Dall'Arabia Saudita al Libano in omaggio all'amico morto. Protagonisti tre ventenni ex compagni di liceo: si imbatteranno in disavventure esilaranti tra metropoli e deserti. Il film in uscita nelle sale italiane il 12 maggio è già record di incassi in Medio Oriente. Nonostante qualche censura per scene "osè"
Tre amici partono per un viaggio in ricordo di un compagno di scuola che non c’è più. Attraversano Stati diversi, metropoli e deserti, in una trama che ricorda molti film già visti e molto amati, da
“Fandango” a
“Un weekend da leone”.
Solo che qui la metropoli di partenza non è New York o Los Angeles ma
Dubai, i deserti sono quelli dell’Arabia Saudita, e la città di arrivo è Beirut, dove l’amico è morto sotto i bombardamenti del 2006.
“Viaggio da paura”, in uscita il 12 maggio, inanella una quantità di omaggi e citazioni a famosi film americani che uniscono il tema del viaggio e quello del raggiungimento della maturità.
E mantiene ciò che promette: divertimento, disavventure esilaranti ma anche contrasti con le aspettative della famiglia e della società, e un finale commovente. In più, questo film costruito con grande equilibrio e con un’accurata scelta del momento in cui ambientare la storia (siamo nei 2011, in un periodo più tranquillo rispetto a oggi), apre sul mondo arabo una finestra che sorprenderà non pochi spettatori.
I
protagonisti sono
tre ventenni, ex compagni di liceo: un dj spiantato che vive con la “paghetta” da 20mila dollari l’anno inviatagli dal papà saudita (Yousef detto J, interpretato da Fahad Albutari), il blogger egiziano Rami (Shadi Alfons), attivista da salotto oppresso da una mamma iperprotettiva, e il siriano Omar (Fadi Rifaai), che per partire con gli amici lascia la moglie alla vigilia del parto. Da Dubai, dove vivono, i tre arriveranno in Libano, attraversando Arabia Saudita, Giordania e Siria, in omaggio all’amico Hadi, morto a 18 anni e sepolto a Beirut.
Il viaggio unisce scenari splendidi e avventure tragicomiche. La scena più drammatica è l’incontro con i miliziani siriani, la più
“osé” quella con i poliziotti sauditi, scena che è stata tagliata dalla
censura in Kuwait. E in Arabia Saudita, paese che, insieme agli Emirati e alla Giordania è tra i produttori del film? «Lì non c’è stato problema perché non ci sono proprio sale cinematografiche, chi vuole vedere un film va in un altro Paese», spiega il regista
Ali F. Mostafa, 35 anni, padre degli Emirati e madre londinese.

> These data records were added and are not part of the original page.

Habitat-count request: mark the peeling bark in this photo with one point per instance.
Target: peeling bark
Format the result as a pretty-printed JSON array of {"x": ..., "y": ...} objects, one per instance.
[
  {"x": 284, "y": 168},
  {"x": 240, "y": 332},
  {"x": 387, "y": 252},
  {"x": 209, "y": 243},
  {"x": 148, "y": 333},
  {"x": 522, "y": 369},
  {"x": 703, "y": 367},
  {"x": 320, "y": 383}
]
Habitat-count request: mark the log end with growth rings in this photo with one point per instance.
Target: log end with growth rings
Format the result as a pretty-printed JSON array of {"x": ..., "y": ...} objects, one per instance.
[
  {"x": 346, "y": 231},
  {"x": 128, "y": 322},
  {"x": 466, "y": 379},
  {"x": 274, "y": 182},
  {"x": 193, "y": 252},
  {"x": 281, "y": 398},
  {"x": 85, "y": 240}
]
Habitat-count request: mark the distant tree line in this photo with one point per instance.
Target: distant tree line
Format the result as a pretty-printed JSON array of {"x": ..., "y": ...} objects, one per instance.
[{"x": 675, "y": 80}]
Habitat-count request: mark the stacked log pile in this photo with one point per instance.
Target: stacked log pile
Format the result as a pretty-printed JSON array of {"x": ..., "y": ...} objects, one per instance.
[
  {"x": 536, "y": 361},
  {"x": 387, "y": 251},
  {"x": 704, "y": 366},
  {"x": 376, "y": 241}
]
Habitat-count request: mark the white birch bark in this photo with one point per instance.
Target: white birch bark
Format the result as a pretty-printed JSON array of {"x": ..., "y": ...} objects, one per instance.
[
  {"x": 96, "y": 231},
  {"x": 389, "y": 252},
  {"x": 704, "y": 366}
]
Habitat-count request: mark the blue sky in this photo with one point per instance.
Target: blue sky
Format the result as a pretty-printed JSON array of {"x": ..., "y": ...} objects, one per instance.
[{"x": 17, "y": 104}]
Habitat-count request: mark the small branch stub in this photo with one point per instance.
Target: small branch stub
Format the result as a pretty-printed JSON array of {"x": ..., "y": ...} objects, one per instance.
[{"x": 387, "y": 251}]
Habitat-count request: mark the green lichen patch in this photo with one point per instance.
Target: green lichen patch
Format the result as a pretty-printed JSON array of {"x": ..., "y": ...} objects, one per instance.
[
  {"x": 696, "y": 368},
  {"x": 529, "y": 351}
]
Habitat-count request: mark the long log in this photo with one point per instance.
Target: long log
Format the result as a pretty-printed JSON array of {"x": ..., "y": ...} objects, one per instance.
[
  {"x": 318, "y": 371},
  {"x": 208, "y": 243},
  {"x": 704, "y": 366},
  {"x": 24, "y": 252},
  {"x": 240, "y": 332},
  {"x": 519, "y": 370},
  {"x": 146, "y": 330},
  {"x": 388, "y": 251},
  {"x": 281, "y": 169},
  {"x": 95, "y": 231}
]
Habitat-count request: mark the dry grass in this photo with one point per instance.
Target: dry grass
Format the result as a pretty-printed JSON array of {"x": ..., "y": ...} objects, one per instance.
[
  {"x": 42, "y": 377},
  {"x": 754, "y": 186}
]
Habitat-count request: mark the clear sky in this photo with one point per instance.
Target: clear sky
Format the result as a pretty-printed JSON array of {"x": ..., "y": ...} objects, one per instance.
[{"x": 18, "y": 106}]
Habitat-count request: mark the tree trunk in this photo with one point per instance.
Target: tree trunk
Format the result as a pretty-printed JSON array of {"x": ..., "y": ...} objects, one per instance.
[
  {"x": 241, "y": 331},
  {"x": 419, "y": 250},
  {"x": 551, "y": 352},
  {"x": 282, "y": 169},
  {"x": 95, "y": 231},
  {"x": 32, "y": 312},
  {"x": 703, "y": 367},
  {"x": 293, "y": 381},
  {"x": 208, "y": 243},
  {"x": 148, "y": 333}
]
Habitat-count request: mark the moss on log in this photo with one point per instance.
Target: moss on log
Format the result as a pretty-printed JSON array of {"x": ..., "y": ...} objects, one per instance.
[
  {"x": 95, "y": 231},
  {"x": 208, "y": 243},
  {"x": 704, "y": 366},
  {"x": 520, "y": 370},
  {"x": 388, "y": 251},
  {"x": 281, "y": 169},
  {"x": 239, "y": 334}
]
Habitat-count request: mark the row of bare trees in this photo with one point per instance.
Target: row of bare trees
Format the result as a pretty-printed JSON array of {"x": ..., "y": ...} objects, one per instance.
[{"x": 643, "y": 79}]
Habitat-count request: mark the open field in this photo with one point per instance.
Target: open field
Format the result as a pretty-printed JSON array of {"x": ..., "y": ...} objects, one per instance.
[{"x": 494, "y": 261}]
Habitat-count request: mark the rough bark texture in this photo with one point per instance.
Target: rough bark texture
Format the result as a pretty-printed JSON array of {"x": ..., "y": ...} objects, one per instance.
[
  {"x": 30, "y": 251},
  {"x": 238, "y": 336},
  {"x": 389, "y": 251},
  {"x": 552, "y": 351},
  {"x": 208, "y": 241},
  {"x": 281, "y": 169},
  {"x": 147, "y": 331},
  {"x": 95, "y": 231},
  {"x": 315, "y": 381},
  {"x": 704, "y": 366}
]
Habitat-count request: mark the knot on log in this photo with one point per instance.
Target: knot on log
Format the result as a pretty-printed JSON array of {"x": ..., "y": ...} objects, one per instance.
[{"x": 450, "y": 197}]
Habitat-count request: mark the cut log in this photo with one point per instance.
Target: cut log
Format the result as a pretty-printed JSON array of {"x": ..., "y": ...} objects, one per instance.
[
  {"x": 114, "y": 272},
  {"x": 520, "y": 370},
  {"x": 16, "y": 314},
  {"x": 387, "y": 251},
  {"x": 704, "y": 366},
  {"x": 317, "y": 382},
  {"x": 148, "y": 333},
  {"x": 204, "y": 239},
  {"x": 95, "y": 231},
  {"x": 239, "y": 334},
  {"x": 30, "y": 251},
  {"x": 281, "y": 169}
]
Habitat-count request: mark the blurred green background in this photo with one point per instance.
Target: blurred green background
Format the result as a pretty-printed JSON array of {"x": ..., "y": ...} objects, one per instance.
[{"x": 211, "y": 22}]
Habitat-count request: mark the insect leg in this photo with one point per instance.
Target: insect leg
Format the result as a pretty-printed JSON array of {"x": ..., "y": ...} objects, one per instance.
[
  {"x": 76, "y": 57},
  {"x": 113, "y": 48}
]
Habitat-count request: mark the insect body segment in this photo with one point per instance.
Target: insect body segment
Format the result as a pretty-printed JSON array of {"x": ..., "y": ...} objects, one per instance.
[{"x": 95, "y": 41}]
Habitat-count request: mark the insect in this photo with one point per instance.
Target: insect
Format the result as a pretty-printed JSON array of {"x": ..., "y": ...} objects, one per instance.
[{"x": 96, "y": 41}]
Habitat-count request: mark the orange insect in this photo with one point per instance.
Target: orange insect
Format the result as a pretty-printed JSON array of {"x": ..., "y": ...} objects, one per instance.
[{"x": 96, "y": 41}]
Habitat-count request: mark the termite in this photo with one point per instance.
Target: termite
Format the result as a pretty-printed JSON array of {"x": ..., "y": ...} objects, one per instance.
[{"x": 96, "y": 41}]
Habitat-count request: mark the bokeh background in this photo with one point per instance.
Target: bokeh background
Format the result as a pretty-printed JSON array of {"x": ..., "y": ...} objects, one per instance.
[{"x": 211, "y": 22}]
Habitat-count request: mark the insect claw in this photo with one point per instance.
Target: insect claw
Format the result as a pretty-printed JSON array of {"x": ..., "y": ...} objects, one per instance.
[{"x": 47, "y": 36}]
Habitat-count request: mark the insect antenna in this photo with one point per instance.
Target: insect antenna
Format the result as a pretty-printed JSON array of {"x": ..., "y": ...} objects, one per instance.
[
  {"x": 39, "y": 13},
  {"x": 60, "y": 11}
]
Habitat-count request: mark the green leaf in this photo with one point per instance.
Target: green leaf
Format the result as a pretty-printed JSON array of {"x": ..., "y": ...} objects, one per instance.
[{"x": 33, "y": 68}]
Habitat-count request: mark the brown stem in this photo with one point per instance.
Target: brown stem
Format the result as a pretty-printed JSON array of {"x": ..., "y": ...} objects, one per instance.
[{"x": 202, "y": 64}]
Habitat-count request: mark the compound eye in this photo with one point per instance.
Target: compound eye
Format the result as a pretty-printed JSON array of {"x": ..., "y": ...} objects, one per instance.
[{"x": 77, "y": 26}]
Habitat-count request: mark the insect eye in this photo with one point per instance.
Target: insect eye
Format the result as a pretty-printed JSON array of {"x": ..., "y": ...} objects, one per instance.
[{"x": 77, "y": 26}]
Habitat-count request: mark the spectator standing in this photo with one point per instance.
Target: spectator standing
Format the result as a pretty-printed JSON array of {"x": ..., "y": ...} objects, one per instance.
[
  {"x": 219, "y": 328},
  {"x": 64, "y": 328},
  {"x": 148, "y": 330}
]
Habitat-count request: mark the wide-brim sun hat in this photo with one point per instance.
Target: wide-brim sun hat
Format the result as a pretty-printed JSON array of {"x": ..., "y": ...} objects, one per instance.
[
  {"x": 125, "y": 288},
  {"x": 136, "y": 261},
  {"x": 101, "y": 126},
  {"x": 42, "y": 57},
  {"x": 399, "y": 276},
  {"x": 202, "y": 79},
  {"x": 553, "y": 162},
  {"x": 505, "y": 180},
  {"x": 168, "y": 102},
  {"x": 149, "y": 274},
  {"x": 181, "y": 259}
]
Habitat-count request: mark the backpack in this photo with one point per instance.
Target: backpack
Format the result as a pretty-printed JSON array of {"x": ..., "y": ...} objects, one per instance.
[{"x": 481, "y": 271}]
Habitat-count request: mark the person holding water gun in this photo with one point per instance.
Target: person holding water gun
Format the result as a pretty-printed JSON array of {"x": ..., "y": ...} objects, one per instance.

Che dal medio oriente arrivi un film che fa ridere, per il pubblico italiano è una notizia. E questo film, campione d’incassi nei nove paesi del medio oriente nei quali è stato distribuito («un record», lo ha definito il produttore
Paul Baboudijian, armeno libanese trapiantato in Italia) riesce a far ridere dei cliché che circondano la cultura araba, ma anche a raccontare le tragedie che attraversano quel mondo.
Perché se a Beirut la guerra è finita, e la città sembra ritornata ad essere come un tempo la capitale della “dolce vita” del Medio Oriente, in
Siria la situazione oggi è molto più tragica di quella raccontata nel film.